William and I were an odd pair of friends, given how little we had in common. We met in our dorm's kitchen: I liked to cook, and William liked to complain about the cafeteria food. The smell of what I cooked attracted him: he said it smelled like I could become a chef at a five star restaurant. My mama had ensured that all seven of her sons knew how to cook well. She used to say, what's the point of doing it, if you don't do it well. I offered to teach William how to cook, but he was not interested in learning. In fact, that was a pretty consistent description of his whole college career. Something else we had in common: neither of us really wanted to be there.
I would have rather had staid in the army, but can't break a promise to one who already rests in peace, and cannot take it back. Not that my mama would have likely taken it back even if she had lived. She was not a woman to change her mind, and she was looking forward to one son of hers being the first in our family to graduate college. When she had found out about the army scholarship program, that's when she had made me promise I would take advantage of this opportunity. In her eyes, if I had not it would have been a loss of a huge fortune for our family, since college cost a huge fortune, and thanks to the military it was as if I had gotten this fortune handed to me, as long as I applied and studied and did it well.
The army had been a good fit for me. In part thanks to my old man teaching me how to defend myself even before I joined. I was not someone to mess with, at least no one messed with me twice.
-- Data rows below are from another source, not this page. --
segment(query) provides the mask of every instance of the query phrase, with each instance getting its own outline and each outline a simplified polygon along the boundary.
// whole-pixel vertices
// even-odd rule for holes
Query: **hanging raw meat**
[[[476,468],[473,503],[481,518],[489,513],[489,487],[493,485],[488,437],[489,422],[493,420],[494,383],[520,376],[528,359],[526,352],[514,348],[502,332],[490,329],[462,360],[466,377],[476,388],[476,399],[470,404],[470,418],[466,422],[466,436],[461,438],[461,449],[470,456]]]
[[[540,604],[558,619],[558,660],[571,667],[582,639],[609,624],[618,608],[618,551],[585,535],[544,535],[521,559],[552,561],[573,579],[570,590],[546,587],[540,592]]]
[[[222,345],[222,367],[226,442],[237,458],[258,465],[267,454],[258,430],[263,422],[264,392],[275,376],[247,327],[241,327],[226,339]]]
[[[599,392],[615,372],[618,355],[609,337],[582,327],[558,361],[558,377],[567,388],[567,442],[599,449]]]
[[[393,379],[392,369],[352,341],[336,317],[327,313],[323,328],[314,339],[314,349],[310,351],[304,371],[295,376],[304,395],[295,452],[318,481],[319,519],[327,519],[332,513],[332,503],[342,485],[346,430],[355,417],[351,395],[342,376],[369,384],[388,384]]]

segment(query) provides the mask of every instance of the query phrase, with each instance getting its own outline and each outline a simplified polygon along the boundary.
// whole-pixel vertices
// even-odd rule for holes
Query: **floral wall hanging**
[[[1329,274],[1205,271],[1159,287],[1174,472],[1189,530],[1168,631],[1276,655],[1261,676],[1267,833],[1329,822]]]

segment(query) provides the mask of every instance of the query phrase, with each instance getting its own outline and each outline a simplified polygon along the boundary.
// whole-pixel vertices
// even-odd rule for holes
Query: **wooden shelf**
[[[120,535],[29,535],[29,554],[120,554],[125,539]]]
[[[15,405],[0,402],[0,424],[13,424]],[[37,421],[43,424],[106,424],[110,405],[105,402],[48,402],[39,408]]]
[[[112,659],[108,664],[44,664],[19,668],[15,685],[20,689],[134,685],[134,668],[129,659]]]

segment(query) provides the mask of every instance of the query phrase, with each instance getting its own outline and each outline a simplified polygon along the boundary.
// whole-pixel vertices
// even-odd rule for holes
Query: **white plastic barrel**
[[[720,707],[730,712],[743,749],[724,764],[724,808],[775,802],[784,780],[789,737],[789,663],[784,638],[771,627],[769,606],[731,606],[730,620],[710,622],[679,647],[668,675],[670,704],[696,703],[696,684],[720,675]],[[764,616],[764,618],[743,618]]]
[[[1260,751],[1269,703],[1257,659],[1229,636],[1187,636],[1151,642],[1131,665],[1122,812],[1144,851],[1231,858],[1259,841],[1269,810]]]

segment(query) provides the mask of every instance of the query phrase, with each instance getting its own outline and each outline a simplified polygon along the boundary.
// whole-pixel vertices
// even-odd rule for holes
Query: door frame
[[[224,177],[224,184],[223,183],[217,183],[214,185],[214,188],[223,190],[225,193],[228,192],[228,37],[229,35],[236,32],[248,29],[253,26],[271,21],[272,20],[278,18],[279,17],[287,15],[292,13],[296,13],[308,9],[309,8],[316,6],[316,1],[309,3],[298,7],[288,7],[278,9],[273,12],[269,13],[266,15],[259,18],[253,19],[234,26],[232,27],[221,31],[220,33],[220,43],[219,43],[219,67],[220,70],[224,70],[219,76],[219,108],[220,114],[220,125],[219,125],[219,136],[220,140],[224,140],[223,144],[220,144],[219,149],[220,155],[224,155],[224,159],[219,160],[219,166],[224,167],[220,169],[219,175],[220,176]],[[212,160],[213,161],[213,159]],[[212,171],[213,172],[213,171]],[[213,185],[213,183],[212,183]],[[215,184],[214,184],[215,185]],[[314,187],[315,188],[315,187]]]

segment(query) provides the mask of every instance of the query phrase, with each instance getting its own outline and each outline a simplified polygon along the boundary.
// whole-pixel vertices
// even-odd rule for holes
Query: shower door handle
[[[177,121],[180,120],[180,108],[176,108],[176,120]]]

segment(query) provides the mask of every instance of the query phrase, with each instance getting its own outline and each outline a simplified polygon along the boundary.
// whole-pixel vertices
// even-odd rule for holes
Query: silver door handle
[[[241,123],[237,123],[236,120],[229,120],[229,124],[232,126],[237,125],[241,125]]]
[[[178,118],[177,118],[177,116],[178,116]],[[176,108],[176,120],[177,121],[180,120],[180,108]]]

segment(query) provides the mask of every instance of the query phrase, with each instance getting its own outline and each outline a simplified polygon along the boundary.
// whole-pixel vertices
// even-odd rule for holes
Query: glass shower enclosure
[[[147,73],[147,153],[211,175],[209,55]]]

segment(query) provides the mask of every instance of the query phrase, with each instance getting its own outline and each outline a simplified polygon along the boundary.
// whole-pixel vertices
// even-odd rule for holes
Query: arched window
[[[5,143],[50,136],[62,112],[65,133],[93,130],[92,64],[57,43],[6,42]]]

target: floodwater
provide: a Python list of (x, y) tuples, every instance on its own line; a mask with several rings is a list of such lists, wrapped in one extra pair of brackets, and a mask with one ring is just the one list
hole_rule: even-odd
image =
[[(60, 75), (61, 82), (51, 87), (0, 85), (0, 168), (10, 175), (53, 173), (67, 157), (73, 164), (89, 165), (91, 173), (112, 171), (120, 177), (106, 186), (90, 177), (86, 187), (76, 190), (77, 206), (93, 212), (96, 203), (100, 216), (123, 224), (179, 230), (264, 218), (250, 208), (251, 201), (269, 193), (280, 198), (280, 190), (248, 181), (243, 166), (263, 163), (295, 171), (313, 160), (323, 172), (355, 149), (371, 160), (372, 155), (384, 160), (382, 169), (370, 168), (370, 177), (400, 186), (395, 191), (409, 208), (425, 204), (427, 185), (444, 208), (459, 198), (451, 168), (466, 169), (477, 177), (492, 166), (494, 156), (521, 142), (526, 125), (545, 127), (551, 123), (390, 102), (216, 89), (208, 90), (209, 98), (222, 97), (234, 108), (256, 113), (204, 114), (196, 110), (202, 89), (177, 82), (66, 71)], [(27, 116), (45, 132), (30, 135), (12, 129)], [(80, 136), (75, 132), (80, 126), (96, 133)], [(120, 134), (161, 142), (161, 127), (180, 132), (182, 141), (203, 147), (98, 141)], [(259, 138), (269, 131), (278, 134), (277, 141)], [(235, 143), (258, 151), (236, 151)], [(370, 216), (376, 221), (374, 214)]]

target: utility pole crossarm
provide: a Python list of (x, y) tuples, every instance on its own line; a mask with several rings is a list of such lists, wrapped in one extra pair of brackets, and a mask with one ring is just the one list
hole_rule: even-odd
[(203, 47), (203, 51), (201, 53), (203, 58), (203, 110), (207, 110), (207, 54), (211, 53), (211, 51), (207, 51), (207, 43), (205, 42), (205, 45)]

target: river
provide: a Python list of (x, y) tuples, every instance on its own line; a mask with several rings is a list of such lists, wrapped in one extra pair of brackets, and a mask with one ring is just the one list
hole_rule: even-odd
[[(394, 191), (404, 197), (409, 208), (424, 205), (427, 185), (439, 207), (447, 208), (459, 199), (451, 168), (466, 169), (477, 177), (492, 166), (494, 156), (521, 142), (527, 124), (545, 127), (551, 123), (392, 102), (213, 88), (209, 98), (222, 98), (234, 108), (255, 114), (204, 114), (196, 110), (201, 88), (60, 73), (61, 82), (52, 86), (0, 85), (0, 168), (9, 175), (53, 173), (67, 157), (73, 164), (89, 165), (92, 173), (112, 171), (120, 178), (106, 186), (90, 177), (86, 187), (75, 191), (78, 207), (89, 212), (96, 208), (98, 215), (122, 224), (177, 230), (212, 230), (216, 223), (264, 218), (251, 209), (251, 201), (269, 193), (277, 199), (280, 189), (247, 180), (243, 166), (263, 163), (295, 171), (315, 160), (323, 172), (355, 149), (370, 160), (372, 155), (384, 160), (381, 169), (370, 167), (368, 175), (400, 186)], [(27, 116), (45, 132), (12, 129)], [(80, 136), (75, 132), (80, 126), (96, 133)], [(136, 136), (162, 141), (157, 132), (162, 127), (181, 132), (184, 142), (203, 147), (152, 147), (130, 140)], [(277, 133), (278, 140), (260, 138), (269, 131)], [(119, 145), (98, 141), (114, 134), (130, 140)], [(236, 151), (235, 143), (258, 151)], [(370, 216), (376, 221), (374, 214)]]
I marveled at how naive William seemed at times, like he had lived on the moon these past couple of decades. No skills to speak of other than his charm. He was the third generation in his family to attend this alma mater, and his family had made a donation that had earned them a plaque on the new school of business administration building. If there was one thing William was good at was making friends, ensuring he got invited to all the parties. He seemed a likable sort, and quickly persuaded me that cooking for two was not more of a hardship than cooking for one. My mama and the army had both taught me to share with those who were in my family or my unit, so sharing with a fellow student came naturally for me. Usually he did not have time to stay and chat long though, but would grab his food and go to his next social obligation. I used to jokingly ask whether he could find enough time to study between parties, and his answer was usually just a laugh and a wave.
Given how we were not all that close, I was surprised when William approached me about joining him at his family estate for a long weekend. His parents were away for a cruise, and we could have the huge house all to ourselves. He told me about the gourmet grocery store nearby, and how he would take me there, and I could choose any ingredients I liked, his treat, to make those dishes I had always wished I could afford to make. We would have plenty of booze, a comfortable couch, and his basement featured a large screen TV with surround sound stereo. To help us eat all the goodies I prepared, he would invite a few friends over. But not to worry, since he knew I was not a party animal unlike him, I could just chill in the basement, watch TV, eat and drink, while he entertained upstairs. That way we could both get what we wanted, no?
It was true that I preferred a more quiet entertainment. It was not due to PTSD, no problems there. But having grown up in a large family, I learned to appreciate the quiet when I could get it, which growing up had been almost never. That's part of what I enjoyed in the army, the quiet times when my mates and I prepared and worked alongside eachother without any need for exchanging words. I knew that was not William's preference, he never could stay quiet, but somehow that did not bother me so much, most of the time his chatter could blend into the background noise, since his interests were not mine, but both of us knew it, there was no expectation that I actually listen to his chatter, which suited me just fine.
So I accepted his plan for the weekend. The first part of it went as planned. The gourmet store had all I could desire and more. The cooking in the well stocked kitchen of his parent's mansion was a special treat, I admit.
It was close to halftime in the game I had been watching when she came down. She took one look at me, sitting there, eating and drinking and watching. She didn't say a word to me, but instead turned around and addressed him, "Billy dear, the help is here watching your TV and helping himself to your stuff, while we are running out of cocktail shrimp upstairs!" At first I was almost willing to forgive the mistake the bimbo made, obviously she had seen the color of my skin and my non-designer clothes so obviously out of place, and I figured William had failed to mention that I was his friend and how come he happened to have this great food.
Back in the field we had learned to make similar assumptions, also based on color of skin, and on what they were not wearing (U.S. Army uniforms). Of course, if they had come running toward us with a machine gun pointed toward us, that had made their identity extra clear with no need to ask further questions. Similarly the deer in the headlights look I was faced with now made the situation extra clear too, with no need to ask. My mistake, it was I who had made the wrong assumption here, not the bimbo, who in hindsight had not seemed surprised to see me, just surprised about my activities.
"More cocktail shrimp, ma'am. Coming right up, ma'am." If there had been anyone there who knew me, they would have heard the dangerous undertone in my voice. With the fluid motion of a trained soldier, I got off the couch, passed the statue of her boyfriend continuing to just stand there on the stairs, into the kitchen, and out the back door. One thing the army had taught me was to always know my exit route, just in case.